Drie nieuwe reformatorische predikers: Wolfgang Capito, Martin Bucer en Kaspar Hedio, werden welkom geheten en kregen de gelegenheid hun vernieuwingsplannen geleidelijk door te voeren. Een van de medewerkers van voorganger Matthias Zell, Theobald Schwarz, ging er begin 1524 toe over de liturgische teksten in het Duits te lezen en de eucharistie te bedienen onder twee gestalten (brood en wijn). Maar het zou nog tot 1529 duren voor in Straatsburg de roomse mis werd afgeschaft en er voortaan Avondmaal werd bediend. Deze verandering ging gepaard met een door Bucer verzorgde theologische onderbouwing tegen de leer van de transsubstantiatie.
Capito onder doperse invloeden
In de loop van de jaren ’20 waren er in Straatsburg – mee door de Boerenoorlog van 1525 – vrij veel doperse ofwel anabaptistische leiders met een deel van hun aanhang neergestreken. Te denken valt aan de voormannen Ludwig Hätzer, Caspar Schwenckfeld, Michael Sattler en de ‘eindtijdprediker’ Melchior Hoffman. Hun optreden was veelal een negatieve reactie op de macht van de oude kerk, maar ook op de nieuwe, reformatorische gemeenschap. Capito was gevoelig voor hun kritische stemmen en trad hen vriendelijk tegemoet. Trouwens ook Martin Bucer, de eerste woordvoerder van de tot reformatie gekomen kerk, had begrip voor een aantal doperse standpunten. Maar Capito ging hierin wel het verst: hij nam de vreedzame voorganger Michael Sattler gastvrij op in zijn huis. Wat daar aan gesprekken plaatsvond bleef een zaak tussen die twee. Maar de andere reformatoren lieten merken dat ze hier niet zo gelukkig mee waren. De zaak van de anabaptisten raakte in een soort stroomversnelling toen Hoffman ‘het laatst der dagen’ aankondigde. Volgens hem kon Straatsburg weleens de uitverkoren stad zijn waar het nieuwe Godsrijk zou neerdalen, hoewel er ook andere steden voor in aanmerking kwamen. Maar geen van zijn voorspellingen kwam uit – de ondergang van de boze wereld bleef uit. Hoffman werd intussen gevangengezet (en zou na een jaar of toen sterven in zijn cel).
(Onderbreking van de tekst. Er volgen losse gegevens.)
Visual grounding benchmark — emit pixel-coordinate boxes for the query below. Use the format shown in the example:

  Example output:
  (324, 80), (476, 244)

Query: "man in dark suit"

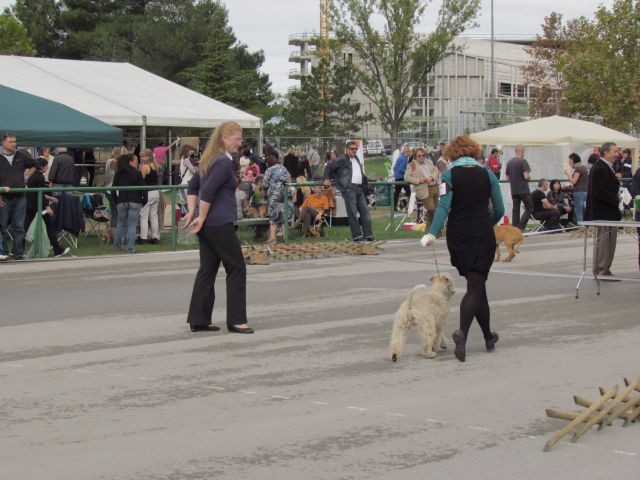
(584, 142), (622, 280)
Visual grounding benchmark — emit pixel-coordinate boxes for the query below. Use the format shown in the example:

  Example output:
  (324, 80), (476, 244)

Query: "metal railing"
(5, 185), (182, 251)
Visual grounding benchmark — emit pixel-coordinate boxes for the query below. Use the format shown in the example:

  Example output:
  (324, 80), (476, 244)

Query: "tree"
(331, 0), (480, 148)
(283, 59), (372, 136)
(0, 12), (36, 57)
(523, 12), (568, 118)
(14, 0), (273, 115)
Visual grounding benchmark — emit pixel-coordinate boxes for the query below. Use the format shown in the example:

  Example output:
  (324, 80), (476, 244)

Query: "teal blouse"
(429, 157), (504, 236)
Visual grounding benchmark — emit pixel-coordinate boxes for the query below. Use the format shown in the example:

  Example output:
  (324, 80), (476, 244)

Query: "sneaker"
(452, 330), (467, 362)
(484, 332), (500, 352)
(54, 247), (71, 258)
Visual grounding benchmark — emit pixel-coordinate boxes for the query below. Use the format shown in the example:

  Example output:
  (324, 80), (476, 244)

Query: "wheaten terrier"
(391, 273), (456, 362)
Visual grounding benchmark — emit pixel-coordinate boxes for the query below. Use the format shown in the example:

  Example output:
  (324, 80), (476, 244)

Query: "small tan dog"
(391, 273), (456, 362)
(493, 225), (524, 262)
(244, 203), (268, 218)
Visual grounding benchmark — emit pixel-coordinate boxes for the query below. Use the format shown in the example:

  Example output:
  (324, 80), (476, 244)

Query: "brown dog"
(493, 225), (524, 262)
(244, 203), (268, 218)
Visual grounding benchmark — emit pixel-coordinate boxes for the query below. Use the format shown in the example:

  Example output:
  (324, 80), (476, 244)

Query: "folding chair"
(527, 215), (544, 233)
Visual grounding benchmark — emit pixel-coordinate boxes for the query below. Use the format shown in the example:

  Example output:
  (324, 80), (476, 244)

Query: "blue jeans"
(113, 202), (142, 252)
(0, 195), (27, 257)
(573, 192), (587, 222)
(342, 186), (371, 240)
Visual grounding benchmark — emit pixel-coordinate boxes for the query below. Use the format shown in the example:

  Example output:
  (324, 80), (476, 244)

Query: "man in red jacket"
(0, 133), (34, 260)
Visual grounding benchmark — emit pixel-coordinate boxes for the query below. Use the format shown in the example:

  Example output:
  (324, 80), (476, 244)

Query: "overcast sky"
(0, 0), (613, 92)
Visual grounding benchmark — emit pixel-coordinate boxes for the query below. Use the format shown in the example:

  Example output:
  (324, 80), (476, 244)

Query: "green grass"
(52, 212), (421, 257)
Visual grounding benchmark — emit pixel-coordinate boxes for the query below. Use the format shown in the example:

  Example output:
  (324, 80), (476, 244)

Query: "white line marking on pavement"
(612, 450), (638, 457)
(347, 407), (367, 412)
(467, 425), (491, 432)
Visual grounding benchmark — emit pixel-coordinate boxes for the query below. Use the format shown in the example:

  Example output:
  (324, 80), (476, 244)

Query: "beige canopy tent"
(471, 115), (640, 148)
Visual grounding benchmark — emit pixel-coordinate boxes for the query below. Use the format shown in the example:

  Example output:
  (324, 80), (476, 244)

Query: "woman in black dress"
(186, 122), (253, 333)
(421, 136), (504, 362)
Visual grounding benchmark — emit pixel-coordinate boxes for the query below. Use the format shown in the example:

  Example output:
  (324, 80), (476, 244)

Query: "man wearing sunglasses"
(324, 141), (374, 242)
(0, 133), (35, 260)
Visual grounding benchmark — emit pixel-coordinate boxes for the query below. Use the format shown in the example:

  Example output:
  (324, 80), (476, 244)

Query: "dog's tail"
(407, 285), (427, 311)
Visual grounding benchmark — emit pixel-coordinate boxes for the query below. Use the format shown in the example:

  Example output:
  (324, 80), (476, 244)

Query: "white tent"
(0, 56), (262, 145)
(471, 115), (640, 148)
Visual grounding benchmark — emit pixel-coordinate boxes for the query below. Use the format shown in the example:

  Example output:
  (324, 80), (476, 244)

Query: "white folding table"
(576, 220), (640, 298)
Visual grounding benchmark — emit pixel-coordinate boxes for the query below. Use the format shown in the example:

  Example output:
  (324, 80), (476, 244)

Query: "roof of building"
(0, 55), (262, 128)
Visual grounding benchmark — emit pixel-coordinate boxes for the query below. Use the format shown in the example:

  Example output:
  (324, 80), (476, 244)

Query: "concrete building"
(289, 33), (534, 144)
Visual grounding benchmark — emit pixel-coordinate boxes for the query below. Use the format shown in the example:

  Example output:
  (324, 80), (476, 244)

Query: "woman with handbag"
(186, 122), (253, 333)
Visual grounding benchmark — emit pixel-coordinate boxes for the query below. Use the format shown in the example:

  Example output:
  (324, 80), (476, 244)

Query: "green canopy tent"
(0, 85), (122, 147)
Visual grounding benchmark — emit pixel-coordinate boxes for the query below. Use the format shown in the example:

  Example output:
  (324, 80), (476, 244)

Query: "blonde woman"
(140, 148), (160, 245)
(182, 122), (253, 333)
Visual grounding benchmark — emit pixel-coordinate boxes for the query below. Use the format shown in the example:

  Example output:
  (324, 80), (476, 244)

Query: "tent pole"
(140, 115), (147, 150)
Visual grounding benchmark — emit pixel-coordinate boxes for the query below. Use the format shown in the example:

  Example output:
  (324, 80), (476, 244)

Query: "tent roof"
(0, 55), (262, 128)
(0, 85), (122, 147)
(471, 115), (640, 147)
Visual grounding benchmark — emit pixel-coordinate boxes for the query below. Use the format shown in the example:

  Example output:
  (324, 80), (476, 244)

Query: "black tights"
(460, 272), (491, 340)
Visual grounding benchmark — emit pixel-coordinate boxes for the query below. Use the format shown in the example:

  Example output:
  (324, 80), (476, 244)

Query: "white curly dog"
(391, 273), (456, 362)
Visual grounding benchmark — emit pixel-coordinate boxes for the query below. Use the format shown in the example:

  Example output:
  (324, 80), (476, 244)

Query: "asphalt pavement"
(0, 233), (640, 480)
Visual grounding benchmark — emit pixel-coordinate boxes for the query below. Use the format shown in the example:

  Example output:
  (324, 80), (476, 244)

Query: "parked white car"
(364, 140), (384, 156)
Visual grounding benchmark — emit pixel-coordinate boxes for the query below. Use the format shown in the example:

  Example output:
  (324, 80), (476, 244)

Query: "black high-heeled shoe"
(227, 325), (253, 333)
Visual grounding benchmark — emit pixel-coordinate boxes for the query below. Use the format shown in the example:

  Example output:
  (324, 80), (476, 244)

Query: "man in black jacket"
(49, 147), (76, 187)
(584, 142), (622, 280)
(0, 133), (34, 260)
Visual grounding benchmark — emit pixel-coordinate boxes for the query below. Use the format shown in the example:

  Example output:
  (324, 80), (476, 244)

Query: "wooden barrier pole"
(571, 378), (640, 443)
Capito was een irenisch, vredelievend man die er veel voor over had de eenheid van alle christenen te bereiken; daarom was hij altijd bereid tot verantwoording, door aan godsdienstgesprekken deel te nemen, ook met de doperse leiders. Maar het gewenste effect bleef uit. Capito nam later afstand van de onbekeerlijke dopers en ging weer verder in het reformatorische spoor.
Belijdenis
Op de rijksdag van Augsburg (1530) eiste de keizer dat iedere religieuze gemeenschap haar confessie bekend maakte. Zo maakte Melanchthon de Augsburgse Confessie gereed en werkte Zwingli aan zijn 12 artikelen tellende Fidei Ratio. Het was even de vraag: wat zou Straatsburg doen? De reformatoren kozen niet voor Luther/Melanchthon of Zwingli, maar stelden een eigen belijdenis op, de Confessio Tetrappolitana, d.i. de Belijdenis van vier steden: Memmingen, Lindau, Konstanz en Straatsburg. Aan het schrijven van deze belijdenis hebben Capito en Bucer een belangrijk aandeel gehad. Dat herhaalde zich in 1536 toen deWittenberger Konkordie (= Overeenstemming van Wittenberg) tot stand kwam. Alles wat de eenheid van de kerk kon bevorderen had de voorliefde van Capito. Zo bleef hij bevriend met Erasmus, van wie hij hert boek vertaalde dat onder de titel Von der kirchen lieblichen Vereinigung uitkwam en een compromisvrede in de kerk nastreefde. Ook nam hij deel aan de eerste godsdienstgesprekken in Worms, 1540, waar men zo mogelijk met Rome tot overeenstemming wilde komen. Capito’s beweeglijke en irenische geest was daar op een goed adres, maar het gewenste resultaat werd niet bereikt.
Huwelijken
Capito was al spoedig na zijn overgang naar de Reformatie in het huwelijk getreden, en wel met Agnes Rottel, dochter van een Straatsburgs raadslid. Zij stierf in 1531 aan de pest. Daarna maakte Capito zijn keus voor een nieuwe echtgenote: de weduwe van de ook in 1531 overleden Johannes Oecolampadius in Bazel, Wibrandis Rosenblatt; zij stemde erin toe, al was ze 20 jaar jonger dan haar nieuwe echtgenoot. In hun huwelijk kregen ze vijf kinderen. In 1541 werd Straatsburg opnieuw getroffen door de pest; drie van hun kinderen stierven, en ook Wolfgang Capito overleefde de epidemie niet. Zijn vrouw werd voor de derde keer weduwe, totdat de weduwnaar Martin Bucer na het verlies van zijn eerste vrouw haar trouwde in 1542. Deze wel zeer bijzondere vrouw was in haar leven vier keer getrouwd, waarvan drie keer met een reformator.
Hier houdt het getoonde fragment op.